I was driving into work today and heard a radio advertisement that upset me and reinforced in my mind the reason I wrote my book. That ad from a debt relief company claimed that the new credit card legislation required lenders to reduce your credit card debt to 50% of what you currently owed.

While the new legislation does prevent some of the more unfair practices in credit card companies' policies, nothing in the legislation will force credit card companies to reduce what we owe them. The Bucks blog on the NY Times has an excellent break-down on what the new legislation actually says.

The advertisement reinforced the dangers that we may face when we hire a debt relief agency to help us with our debts. If they are offering false promises trying to get our business, are they really going to follow through on their promises when they have our business?

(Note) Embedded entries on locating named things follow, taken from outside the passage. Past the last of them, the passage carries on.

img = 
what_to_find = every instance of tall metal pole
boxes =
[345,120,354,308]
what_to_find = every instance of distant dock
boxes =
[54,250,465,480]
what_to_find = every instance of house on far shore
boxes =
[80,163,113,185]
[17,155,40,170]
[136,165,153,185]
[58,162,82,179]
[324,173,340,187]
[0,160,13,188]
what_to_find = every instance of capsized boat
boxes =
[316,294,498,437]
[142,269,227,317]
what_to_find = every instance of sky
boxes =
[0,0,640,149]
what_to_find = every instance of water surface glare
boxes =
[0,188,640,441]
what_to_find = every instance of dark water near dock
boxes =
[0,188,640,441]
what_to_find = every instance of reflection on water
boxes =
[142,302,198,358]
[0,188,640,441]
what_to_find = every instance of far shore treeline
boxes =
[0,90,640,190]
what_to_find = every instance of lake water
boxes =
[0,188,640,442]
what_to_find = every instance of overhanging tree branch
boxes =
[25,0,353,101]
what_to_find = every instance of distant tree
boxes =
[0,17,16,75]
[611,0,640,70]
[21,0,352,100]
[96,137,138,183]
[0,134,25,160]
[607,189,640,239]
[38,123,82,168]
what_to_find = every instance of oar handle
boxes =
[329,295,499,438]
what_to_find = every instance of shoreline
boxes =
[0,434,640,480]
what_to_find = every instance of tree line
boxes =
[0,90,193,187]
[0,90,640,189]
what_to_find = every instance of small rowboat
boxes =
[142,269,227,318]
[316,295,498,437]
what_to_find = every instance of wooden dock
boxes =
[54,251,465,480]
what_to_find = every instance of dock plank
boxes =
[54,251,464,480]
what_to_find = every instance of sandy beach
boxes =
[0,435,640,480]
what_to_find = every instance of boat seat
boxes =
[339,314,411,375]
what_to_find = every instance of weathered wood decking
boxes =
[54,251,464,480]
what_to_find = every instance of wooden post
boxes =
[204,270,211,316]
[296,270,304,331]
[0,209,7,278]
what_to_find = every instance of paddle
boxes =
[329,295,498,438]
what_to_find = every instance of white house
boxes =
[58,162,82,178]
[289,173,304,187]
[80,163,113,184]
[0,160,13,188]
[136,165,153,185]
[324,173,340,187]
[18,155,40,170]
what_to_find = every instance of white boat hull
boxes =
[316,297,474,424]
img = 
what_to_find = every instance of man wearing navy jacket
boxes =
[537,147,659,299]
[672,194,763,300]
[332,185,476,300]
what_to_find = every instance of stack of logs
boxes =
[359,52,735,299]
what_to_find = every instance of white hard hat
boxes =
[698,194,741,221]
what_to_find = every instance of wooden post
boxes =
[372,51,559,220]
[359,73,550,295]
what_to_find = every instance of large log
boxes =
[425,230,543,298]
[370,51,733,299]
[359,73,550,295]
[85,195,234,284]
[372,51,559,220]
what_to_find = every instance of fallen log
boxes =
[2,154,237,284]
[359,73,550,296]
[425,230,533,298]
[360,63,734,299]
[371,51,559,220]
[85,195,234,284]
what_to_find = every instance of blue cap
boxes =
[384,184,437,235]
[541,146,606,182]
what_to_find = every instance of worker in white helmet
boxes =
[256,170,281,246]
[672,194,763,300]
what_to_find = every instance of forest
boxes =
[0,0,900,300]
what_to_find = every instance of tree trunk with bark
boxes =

As emphasized in The Road Out of Debt, you have to protect yourself when entering to a relationship with a credit counselor or debt relief company. The 3 most important things to watch for are:

1. Did they take the time to understand your financial situation?

A financial counselor needs to understand your entire financial picture so he or she can give you advice on what you can afford going forward. The counselor must take at least an hour to give you advice that will work for your unique situation. If all that counselor does is to take twenty minutes to get the names and addresses of your creditors and immediately seeks to put you into a payment plan, he or she is more likely concerned about their commissions or profits rather than your financial well being.

2. Do you pay a reasonable upfront fee?

You should only have to pay between $40-80 for the initial consultation and $25-50 dollars for a monthly fee. Big upfront or monthly fees and requests for donations or tips are sure signs that taking money from you is their primary goal. Take your business elsewhere if the fees are large no matter what decrease in your payments and balances you are offered.

3. Are payments being made to your creditors as promised?

Most importantly, follow up with your creditors to make sure that your creditors are being paid as promised. If they are not receiving payments, you will have bigger problems down the road and are throwing away money to the debt relief company. Stop all payments to the debt relief company and contact you state's attorney general.

Always keep watchful eyes on anyone handling your money. If the company you hire fails any of the 3 items on the watch list, get away from them immediately.

In addition, keep in mind, each payment you make pays the counselors as well as your debts. This is additional money that you could be using to pay your creditors. Before thinking someone else can do it for you, perhaps you should try to handle them yourself. You then won't have worry whether your debt relief company is doing what it should be doing and you may save yourself some money.